Even though the Little League season is officially over and the older boy went 2-11, I consider it a victory since at one point they were facing 0-11. In any event they came on strong in the end. Oddly enough I think vinyl and 3rd bass actually had something to do with the late season surge. (what follows is a re-creation and the albums have been changed to protect the albums destroyed)
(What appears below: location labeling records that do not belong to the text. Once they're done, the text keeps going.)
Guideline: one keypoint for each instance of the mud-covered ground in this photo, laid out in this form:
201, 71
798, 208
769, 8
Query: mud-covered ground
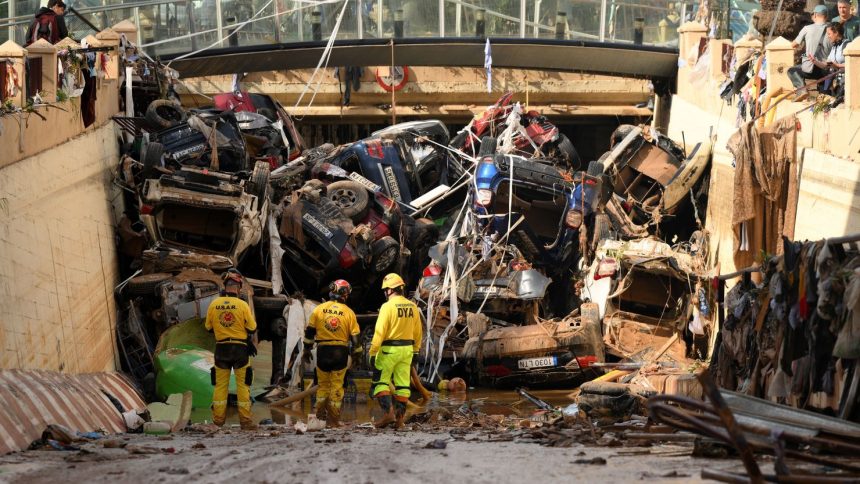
278, 454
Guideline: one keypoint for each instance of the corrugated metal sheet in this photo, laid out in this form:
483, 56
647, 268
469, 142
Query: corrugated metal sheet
32, 399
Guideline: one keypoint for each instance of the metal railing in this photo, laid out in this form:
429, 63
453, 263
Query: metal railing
170, 27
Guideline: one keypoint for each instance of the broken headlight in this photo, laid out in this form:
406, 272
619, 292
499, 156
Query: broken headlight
573, 219
485, 197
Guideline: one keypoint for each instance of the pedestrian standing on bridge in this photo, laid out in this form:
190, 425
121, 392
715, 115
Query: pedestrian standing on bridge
231, 320
332, 326
49, 24
393, 351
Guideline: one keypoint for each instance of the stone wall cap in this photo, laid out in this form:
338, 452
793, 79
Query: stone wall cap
11, 49
67, 43
692, 27
107, 34
748, 41
93, 41
124, 26
853, 48
41, 46
779, 43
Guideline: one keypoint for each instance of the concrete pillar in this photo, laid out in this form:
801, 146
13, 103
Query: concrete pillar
852, 75
109, 38
13, 51
780, 56
745, 47
48, 53
716, 48
127, 29
688, 44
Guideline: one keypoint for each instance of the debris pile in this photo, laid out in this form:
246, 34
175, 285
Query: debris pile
795, 336
531, 266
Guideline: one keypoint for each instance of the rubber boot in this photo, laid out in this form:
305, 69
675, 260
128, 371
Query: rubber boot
322, 409
388, 418
332, 419
400, 413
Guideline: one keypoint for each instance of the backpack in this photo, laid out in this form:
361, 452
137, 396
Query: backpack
43, 28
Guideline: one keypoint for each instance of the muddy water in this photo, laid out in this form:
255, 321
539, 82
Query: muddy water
488, 401
358, 408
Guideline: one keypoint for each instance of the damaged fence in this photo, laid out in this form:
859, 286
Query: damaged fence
794, 337
31, 400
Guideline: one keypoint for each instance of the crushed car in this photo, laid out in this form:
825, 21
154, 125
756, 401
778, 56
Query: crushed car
344, 230
530, 134
207, 212
651, 296
660, 185
409, 161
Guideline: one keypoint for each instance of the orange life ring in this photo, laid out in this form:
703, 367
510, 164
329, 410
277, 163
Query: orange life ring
393, 87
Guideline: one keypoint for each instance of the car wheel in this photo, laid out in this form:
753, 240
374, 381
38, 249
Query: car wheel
151, 155
459, 141
258, 184
145, 285
602, 229
385, 252
270, 303
488, 146
351, 198
620, 133
567, 152
164, 113
268, 113
595, 168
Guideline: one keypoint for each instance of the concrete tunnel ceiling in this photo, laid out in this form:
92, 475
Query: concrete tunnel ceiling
543, 54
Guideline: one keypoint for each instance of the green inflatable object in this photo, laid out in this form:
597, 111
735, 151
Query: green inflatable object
184, 356
187, 368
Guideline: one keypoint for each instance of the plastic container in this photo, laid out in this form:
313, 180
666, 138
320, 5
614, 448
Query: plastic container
156, 428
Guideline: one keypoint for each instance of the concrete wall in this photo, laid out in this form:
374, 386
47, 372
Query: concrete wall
57, 257
828, 150
58, 263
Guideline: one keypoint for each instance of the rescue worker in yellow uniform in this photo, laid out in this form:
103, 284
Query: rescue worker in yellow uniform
332, 327
395, 345
231, 320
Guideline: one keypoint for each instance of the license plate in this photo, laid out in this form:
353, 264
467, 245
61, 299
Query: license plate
364, 182
542, 362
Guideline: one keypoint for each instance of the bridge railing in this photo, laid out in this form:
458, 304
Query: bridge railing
170, 27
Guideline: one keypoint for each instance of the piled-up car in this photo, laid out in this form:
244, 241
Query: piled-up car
198, 182
531, 266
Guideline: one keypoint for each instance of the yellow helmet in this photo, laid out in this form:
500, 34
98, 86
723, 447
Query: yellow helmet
391, 281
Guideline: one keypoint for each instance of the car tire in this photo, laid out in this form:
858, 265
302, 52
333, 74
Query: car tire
459, 141
488, 146
351, 198
164, 113
151, 155
258, 183
145, 285
568, 153
620, 133
268, 113
385, 253
602, 230
595, 168
270, 303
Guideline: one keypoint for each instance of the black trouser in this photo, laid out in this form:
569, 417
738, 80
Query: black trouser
799, 78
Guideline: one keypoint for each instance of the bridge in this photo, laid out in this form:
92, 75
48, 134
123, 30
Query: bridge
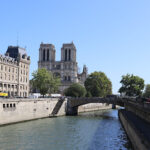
74, 103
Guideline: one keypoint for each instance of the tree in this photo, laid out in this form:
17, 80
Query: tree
75, 90
44, 81
98, 85
147, 91
131, 85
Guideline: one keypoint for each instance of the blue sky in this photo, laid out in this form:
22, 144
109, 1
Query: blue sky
112, 36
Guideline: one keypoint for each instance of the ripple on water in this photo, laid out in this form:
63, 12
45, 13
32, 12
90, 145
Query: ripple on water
99, 130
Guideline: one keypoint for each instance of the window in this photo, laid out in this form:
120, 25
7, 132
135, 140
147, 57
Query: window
44, 55
3, 105
65, 54
48, 55
69, 54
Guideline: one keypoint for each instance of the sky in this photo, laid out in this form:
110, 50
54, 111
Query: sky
112, 36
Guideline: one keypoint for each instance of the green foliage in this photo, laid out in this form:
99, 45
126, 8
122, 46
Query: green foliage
88, 94
131, 85
75, 90
98, 85
45, 82
147, 91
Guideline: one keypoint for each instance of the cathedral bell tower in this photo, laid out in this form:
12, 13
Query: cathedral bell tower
68, 52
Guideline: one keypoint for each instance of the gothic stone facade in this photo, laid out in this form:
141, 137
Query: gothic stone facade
14, 72
67, 68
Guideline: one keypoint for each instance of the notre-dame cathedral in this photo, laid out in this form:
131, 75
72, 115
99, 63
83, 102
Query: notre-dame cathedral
67, 68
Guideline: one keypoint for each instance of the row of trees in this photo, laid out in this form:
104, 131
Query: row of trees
45, 81
133, 86
96, 85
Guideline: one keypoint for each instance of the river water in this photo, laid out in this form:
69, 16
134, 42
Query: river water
100, 130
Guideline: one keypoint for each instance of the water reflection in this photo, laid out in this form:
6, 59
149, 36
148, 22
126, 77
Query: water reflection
99, 130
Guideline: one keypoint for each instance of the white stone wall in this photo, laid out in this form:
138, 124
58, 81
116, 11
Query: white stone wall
27, 110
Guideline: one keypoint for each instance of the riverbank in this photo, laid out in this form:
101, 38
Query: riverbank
88, 131
137, 129
21, 110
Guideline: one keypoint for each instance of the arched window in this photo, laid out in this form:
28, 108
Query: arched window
65, 54
48, 55
69, 54
44, 55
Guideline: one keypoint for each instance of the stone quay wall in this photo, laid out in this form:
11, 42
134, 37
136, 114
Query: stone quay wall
13, 111
20, 110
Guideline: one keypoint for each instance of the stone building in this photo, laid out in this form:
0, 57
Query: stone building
66, 68
14, 72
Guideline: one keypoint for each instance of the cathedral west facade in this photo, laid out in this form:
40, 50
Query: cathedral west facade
66, 68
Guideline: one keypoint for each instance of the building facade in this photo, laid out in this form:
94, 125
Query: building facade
66, 68
14, 72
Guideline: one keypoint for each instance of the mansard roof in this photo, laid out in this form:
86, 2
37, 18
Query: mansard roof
14, 51
7, 59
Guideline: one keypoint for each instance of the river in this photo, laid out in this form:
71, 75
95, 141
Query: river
99, 130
Essentially the team had a practice in a park without a diamond and given the inability to herd squirrels on a properly formatted field, I took it upon myself to bring some bases. First thought was to borrow the little rubber bases. Second thought was to simply cut some 12 X 12 pieces of wood. Third thought was the most obvious and take some cull records.

There were 10 kids on the team and at the time I was amazed that only two knew what I had placed as bases. It was when they realized they could jump on them and break them the other 8 suddenly ran with passion to destroy that evil copy of mantovani.

Did this have anything to do with them winning the next two games? I don't care. Is the world a worse place because the records were destroyed? I don't care. The fact that now all 10 kids on the team know what a record is and the fact that they won two of the three following games is enough for me.


  1. If I had a dollar for every dam mantovani records I've passed over I'd be rich. Death to all mantovani records.

  2. Baseball records were made to be broken :)

    Before Little League choked the life out of childhood baseball, we played on a diamond with real bases at the park. Boys and girls, all ages. No grownups ever darkened the field, and no kid ever had to be embarrassed by a parent forgetting to take their meds and screaming obscenities. My son was less fortunate. He did get invited to camp by the Chicago Cubs, but, then his high school coach put him in as a pitcher, he normally played first base, with no warm-up and he tore out his elbow. He got the same surgeon as Sandy Coldfacts, the same year, but, not the same result :(

    We counted Balls and Strikes. Strikes were when you swung and missed, or ticked it or fouled it, which could not be the third strike.

    Three strikes and you were out. Three outs and the other team got to bat. If there was enough kids there that day to have another team. If not, we just took turns batting.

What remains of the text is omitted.